Head's Up! These forums are read-only. All users and content have migrated. Please join us at community.neo4j.com.
03-01-2019 12:44 PM
My query time varies from 1min to 5min to 20min when running. Is there a reason for this inconsistency?
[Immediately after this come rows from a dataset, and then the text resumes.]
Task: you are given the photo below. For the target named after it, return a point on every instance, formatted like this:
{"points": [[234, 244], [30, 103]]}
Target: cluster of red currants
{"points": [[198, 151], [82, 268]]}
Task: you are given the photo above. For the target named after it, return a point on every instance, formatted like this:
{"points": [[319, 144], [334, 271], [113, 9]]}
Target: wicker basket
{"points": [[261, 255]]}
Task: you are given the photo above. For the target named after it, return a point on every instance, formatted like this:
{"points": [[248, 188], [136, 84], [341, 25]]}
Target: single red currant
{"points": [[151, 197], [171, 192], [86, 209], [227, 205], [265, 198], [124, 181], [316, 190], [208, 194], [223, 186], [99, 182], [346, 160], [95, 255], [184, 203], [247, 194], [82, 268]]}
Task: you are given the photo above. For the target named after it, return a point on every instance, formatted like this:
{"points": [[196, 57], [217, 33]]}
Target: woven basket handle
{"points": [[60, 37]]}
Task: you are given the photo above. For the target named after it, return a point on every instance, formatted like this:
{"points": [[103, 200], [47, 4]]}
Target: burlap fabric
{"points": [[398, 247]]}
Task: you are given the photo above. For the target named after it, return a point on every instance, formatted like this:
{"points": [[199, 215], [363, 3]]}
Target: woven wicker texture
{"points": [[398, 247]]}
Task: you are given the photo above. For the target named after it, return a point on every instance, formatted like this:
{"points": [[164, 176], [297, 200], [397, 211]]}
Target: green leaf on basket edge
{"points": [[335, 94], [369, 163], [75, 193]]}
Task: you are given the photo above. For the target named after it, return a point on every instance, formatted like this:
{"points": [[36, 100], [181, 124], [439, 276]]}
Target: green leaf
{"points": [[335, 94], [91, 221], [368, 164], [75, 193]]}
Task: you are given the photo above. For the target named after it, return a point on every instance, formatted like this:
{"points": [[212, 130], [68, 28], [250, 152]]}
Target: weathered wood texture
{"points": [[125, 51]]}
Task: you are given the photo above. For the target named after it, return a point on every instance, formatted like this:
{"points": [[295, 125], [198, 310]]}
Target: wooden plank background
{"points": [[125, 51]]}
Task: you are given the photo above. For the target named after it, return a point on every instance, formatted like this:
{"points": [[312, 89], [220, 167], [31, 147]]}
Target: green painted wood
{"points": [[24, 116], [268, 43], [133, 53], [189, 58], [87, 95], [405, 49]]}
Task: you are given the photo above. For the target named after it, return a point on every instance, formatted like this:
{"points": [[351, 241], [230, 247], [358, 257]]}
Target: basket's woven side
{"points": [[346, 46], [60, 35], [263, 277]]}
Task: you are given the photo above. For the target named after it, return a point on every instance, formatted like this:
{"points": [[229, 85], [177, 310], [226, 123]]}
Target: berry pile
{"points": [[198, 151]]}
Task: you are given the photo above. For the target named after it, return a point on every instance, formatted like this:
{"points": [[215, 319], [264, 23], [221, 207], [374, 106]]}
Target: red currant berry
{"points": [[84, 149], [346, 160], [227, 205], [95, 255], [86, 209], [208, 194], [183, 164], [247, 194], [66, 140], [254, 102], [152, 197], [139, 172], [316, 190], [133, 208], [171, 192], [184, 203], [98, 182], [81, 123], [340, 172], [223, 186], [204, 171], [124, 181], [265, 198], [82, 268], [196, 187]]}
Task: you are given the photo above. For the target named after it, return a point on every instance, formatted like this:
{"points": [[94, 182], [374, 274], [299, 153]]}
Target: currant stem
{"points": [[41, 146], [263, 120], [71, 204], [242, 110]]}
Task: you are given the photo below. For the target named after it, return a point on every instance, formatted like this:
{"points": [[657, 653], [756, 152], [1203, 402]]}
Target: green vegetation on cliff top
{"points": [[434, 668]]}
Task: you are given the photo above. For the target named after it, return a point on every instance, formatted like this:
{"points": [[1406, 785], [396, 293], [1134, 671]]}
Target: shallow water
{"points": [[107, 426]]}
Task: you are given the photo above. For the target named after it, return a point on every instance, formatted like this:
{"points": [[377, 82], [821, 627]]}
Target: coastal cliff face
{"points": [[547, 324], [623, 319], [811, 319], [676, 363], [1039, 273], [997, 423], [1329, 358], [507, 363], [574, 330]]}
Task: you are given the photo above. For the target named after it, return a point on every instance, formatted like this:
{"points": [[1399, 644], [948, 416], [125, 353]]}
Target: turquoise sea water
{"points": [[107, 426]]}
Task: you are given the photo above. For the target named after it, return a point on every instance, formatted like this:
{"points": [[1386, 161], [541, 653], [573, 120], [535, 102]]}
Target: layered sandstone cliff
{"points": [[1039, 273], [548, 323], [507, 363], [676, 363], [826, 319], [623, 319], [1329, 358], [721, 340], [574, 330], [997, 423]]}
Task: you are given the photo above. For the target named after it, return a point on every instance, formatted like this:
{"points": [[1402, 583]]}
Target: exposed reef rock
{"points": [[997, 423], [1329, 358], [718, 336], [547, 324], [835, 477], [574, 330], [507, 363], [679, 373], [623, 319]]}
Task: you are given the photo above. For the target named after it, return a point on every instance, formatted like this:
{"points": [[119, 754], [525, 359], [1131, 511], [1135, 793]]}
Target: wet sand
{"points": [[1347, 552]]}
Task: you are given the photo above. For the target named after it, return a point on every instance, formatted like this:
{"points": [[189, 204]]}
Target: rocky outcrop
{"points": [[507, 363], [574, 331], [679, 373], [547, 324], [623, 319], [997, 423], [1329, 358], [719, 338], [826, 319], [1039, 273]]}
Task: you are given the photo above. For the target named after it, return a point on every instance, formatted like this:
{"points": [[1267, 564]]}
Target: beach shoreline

Is it because of the rand() in the first MATCH?
MATCH (a:Tops) WITH a ORDER BY rand() LIMIT 1
MATCH (a) -[s1:CC_SCORE]- (b:Bottoms),
(a) -[s2:CC_SCORE]- (c:Shoes),
(a) -[s3:CC_SCORE]- (d:Bags),
(a) -[s4:CC_SCORE]- (e:Jewelry),
(b:Bottoms) -[s5:CC_SCORE]- (c:Shoes),
(b:Bottoms) -[s6:CC_SCORE]- (d:Bags),
(b:Bottoms) -[s7:CC_SCORE]- (e:Jewelry),
(c:Shoes) -[s8:CC_SCORE]- (d:Bags),
(c:Shoes) -[s9:CC_SCORE]- (e:Jewelry),
(d:Bags) -[s10:CC_SCORE]- (e:Jewelry)
RETURN toFloat(s1.score) + toFloat(s2.score) + toFloat(s3.score) + toFloat(s4.score)
+ toFloat(s5.score) + toFloat(s6.score) + toFloat(s7.score) + toFloat(s8.score)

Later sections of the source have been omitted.